コンフィデンシャルコンピューティングとは
コンフィデンシャルコンピューティングは、データを処理中に暗号化し、許可されたユーザーのみがアクセスできるようにする技術の総称です。従来のセキュリティ対策は、データが保存されている状態(保存時)やネットワークを介して転送されている状態(転送時)での保護に重点を置いていました。しかし、データが実際に利用されている処理中(使用時)は、暗号化されていない状態でメモリ上に展開されるため、脆弱性がありました。
コンフィデンシャルコンピューティングは、この使用時のセキュリティリスクを軽減するために、ハードウェアレベルでの暗号化や、ソフトウェアによる保護技術を組み合わせることで実現されます。
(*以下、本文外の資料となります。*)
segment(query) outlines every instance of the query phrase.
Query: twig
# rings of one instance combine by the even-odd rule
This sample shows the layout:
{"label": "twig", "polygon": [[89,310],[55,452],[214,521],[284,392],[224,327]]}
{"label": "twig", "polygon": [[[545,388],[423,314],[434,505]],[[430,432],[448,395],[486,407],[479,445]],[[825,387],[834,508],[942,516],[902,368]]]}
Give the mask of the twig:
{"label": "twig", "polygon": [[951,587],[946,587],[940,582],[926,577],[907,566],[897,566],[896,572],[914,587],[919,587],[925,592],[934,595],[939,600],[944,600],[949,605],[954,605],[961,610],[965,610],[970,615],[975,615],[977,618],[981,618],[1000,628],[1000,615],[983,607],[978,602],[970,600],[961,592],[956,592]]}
これにより、クラウド環境やエッジコンピューティングなど、信頼できない環境下でも安全にデータを処理することが可能になります。
実現技術
コンフィデンシャルコンピューティングを実現するための主な技術として、以下のものが挙げられます。
- Trusted Execution Environment (TEE):CPU内に隔離された安全な領域を作り、その中でデータを暗号化して処理します。Intel SGXやAMD SEVなどが代表的な例です。
- Secure Enclave:ハードウェアベースのセキュリティ機能で、TEEと同様に隔離された環境を提供します。AppleのSecure Enclaveなどが該当します。
- Homomorphic Encryption (準同型暗号):暗号化されたままのデータに対して演算を行い、その結果も暗号化された状態で得られる技術です。復号化せずにデータ処理が可能になります。
- Differential Privacy (差分プライバシー):データセット全体の特徴を維持しつつ、個々のデータのプライバシーを保護する技術です。
応用分野
コンフィデンシャルコンピューティングは、様々な分野での応用が期待されています。
今後の展望
コンフィデンシャルコンピューティングは、クラウドセキュリティの新たなパラダイムとして、今後ますます重要性を増していくと考えられます。ハードウェアとソフトウェアの進化により、より高性能で使いやすいコンフィデンシャルコンピューティング技術が登場することが期待されます。